9. Retrotransposon-Vektor nach einem der Ansprüche 6 bis 8, wobei die Donorzelle ausgewählt wird aus der aus psi2 und PA317 bestehenden Gruppe.

10. Retrotransposon-Vektor nach einem der Ansprüche 6 bis 9, wobei das Fremdgen durch einen zellulären beweglichen genetischen Element-LTR(long terminal repeat)-Promoter exprimiert wird.

11. Retrotransposon-Vektor nach einem der Ansprüche 6 bis 9, wobei das Fremdgen durch interne Transkriptionseinheiten exprimiert wird, die in einem «heterazygoten» (chimeric) zellulären beweglichen genetischen Element enthalten sind.

12. Retrotransposon-Vektor nach einem der Ansprüche 6 bis 11, wobei das Retrotransposon zusätzlich genetisches Material umfaßt, das für mindestens einen dominanten selektierbaren Marker codiert.

13. Retrotransposon-Vektor nach Anspruch 12, wobei der selektierbare Marker ausgewählt wird aus der Gruppe, die Aminoglykosid-Phosphotransferase (eno, G4 18, APH), Dihydrofolat-Reduktase (DHFR), Hygromycin-B- Phosphotransferase (HPH), Thymidinkinase (TK), Xanthin-Guanin- Phosphoribosyltransferase (XGPRT, gpt), Chloramphenicol-Acetyltransferase (CAT) und Luciferase umfaßt.

14. Retrotransposon-Vektor nach einem der Ansprüche 6 bis 13, wobei das Fremdgen genetisches Material umfaßt, welches für ein Peptid, einen Antikörper, ein Antigen, ein Hormon oder einen Arzneistoff codiert, die jeweils normalerweise nicht in biologisch signifikanten Mengen in der Zelle, dem Organismus oder der Spezies exprimiert werden.

15. Empfängerzellen, die nach dem Verfahren nach einem der Ansprüche 1 bis 5 erhalten werden oder einen Vektor nach einem der Ansprüche 6 bis 14 enthalten.

16. Pharmazeutische Zusammensetzung, umfassend einen Retrotransposon- Vektor nach einem der Ansprüche 6 bis 14 oder erhalten nach dem Verfahren der Ansprüche 1 bis 5.
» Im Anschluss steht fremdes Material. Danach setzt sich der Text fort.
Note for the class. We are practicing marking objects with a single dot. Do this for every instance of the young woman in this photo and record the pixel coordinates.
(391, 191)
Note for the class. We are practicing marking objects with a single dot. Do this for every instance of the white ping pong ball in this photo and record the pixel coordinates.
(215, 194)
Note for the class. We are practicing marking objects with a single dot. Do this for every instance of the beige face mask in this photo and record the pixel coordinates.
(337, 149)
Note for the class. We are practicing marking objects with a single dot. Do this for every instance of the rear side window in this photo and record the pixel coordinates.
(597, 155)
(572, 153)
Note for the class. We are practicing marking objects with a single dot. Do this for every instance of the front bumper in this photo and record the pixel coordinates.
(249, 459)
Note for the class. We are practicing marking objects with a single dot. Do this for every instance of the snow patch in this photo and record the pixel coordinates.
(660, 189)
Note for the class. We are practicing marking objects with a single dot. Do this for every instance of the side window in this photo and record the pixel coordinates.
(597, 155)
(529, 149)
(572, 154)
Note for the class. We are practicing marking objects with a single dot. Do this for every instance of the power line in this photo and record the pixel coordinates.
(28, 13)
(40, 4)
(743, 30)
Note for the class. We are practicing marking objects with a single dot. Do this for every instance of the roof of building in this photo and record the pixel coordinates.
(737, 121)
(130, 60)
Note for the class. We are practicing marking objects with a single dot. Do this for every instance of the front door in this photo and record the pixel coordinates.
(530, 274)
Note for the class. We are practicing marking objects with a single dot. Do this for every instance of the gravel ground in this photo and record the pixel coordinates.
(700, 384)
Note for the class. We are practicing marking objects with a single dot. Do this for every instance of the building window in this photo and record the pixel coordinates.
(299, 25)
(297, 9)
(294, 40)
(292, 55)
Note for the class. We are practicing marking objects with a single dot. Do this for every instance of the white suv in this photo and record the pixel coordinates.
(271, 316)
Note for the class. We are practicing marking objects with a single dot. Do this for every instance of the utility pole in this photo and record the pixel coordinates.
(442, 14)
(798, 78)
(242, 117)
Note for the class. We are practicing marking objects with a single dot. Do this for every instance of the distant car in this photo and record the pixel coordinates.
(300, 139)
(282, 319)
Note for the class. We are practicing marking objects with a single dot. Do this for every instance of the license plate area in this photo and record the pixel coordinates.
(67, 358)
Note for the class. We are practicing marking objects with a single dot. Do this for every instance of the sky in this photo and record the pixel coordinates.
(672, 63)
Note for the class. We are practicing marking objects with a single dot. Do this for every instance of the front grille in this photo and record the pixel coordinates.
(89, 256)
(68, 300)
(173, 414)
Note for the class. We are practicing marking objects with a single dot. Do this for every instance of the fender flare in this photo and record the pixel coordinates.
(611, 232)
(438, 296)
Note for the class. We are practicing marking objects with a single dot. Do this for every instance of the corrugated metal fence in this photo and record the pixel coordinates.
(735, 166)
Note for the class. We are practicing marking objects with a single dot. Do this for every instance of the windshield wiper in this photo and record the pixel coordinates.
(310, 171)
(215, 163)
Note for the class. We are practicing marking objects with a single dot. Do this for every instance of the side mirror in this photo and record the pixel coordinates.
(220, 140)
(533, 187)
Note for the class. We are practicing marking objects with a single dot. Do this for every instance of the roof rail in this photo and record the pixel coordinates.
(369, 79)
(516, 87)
17. Verfahren zur Herstellung eines Virions, welches einen Retrotransposon- Vektor nach einem der Ansprüche 6 bis 14 umfaßt, wobei das Verfahren die Schritte umfaßt:

a) Isolierung eines interessierenden Gens,

b) Einführung des Gens in einen Vektor, der mindestens ein Retrotransposon umfaßt, welches ein zelluläres bewegliches genetisches Element mit LTR's umfaßt, zur Bildung eines Hybridgens,

c) Einführung des Hybridgens in eine Donorzelle, die zur Verpackung und Übertragung des genetischen Retrotransposon-Elements in ein Virion fähig ist.

18. Virion, erhältlich durch das Verfahren nach Anspruch 17, umfassend einen Retrotransposon-Vektor, welcher ein Hybridgen mit einem Retrotransposon umfaßt, welches ein zelluläres bewegliches genetisches Element mit LTR's umfaßt.